![]() |
| Lindalva Melo (Barcarena) |
O evento contou com a participação de pesquisadores, comunitários, empresários e organizações socioambientais do Brasil, Bolívia, Equador, Colômbia, Peru e Venezuela que se reúnem em Belém para discutir desafios e oportunidades comuns na perspectiva do desenvolvimento sustentável da Amazônia. Esses países têm em comum muito mais do que parte de seus territórios cobertos pela maior floresta tropical do planeta. Eles compartilham a responsabilidade de conservar para o futuro a floresta, tão importante, internamente para seus povos, quanto para o resto da humanidade. Por outro lado, têm à disposição mananciais de recursos naturais e riqueza biológica que, explorados de modo sustentável, poderão levá-los a uma forma de desenvolvimento capaz de gerar economias robustas sem destruir a floresta.
Esse desenvolvimento, porém, ainda é uma meta ambiciosa. Mas há claros sinais de que essa é uma das tarefas que os países amazônicos devem assumir juntos nas próximas décadas se quiserem enfrentar desafios como as mudanças climáticas, o desmatamento, as drásticas mudanças no uso do solo e a exploração desregrada do ambiente, incluindo aí diversas formas de apropriação indevida, desrespeito aos direitos dos povos das florestas e as políticas públicas equivocadas.
![]() |
É isso que propõe o evento ‘Cenários e Perspectivas da Pan-Amazônia’: uma visão mais ampla e integrada da região, com ênfase nos problemas e oportunidades comuns. O evento também abordou soluções que já começam a despontar entre inúmeras iniciativas que vêm da floresta, dos povos tradicionais, das instituições de pesquisa, das políticas públicas inovadoras e da ação visionária de empresas que decidiram trabalhar por uma nova economia lastreada no uso sustentável da biodiversidade e dos recursos naturais.
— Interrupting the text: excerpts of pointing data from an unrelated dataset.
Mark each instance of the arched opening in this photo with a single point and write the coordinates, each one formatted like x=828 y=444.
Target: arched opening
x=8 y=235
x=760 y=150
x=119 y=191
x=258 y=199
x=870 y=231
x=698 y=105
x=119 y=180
¹O Fórum Amazônia Sustentável foi fundado em 2007 com a missão de mobilizar lideranças de diversos segmentos sociais para promover diálogo, cooperação e articulação visando uma Amazônia mais justa e sustentável. O Fórum é composto por diferentes segmentos representativos da sociedade, movimentos sociais, organizações não governamentais e empresas, e tem como base uma Carta de Princípios e um sistema de governança interna que propicia condições para o diálogo intersetorial entre povos da Amazônicos.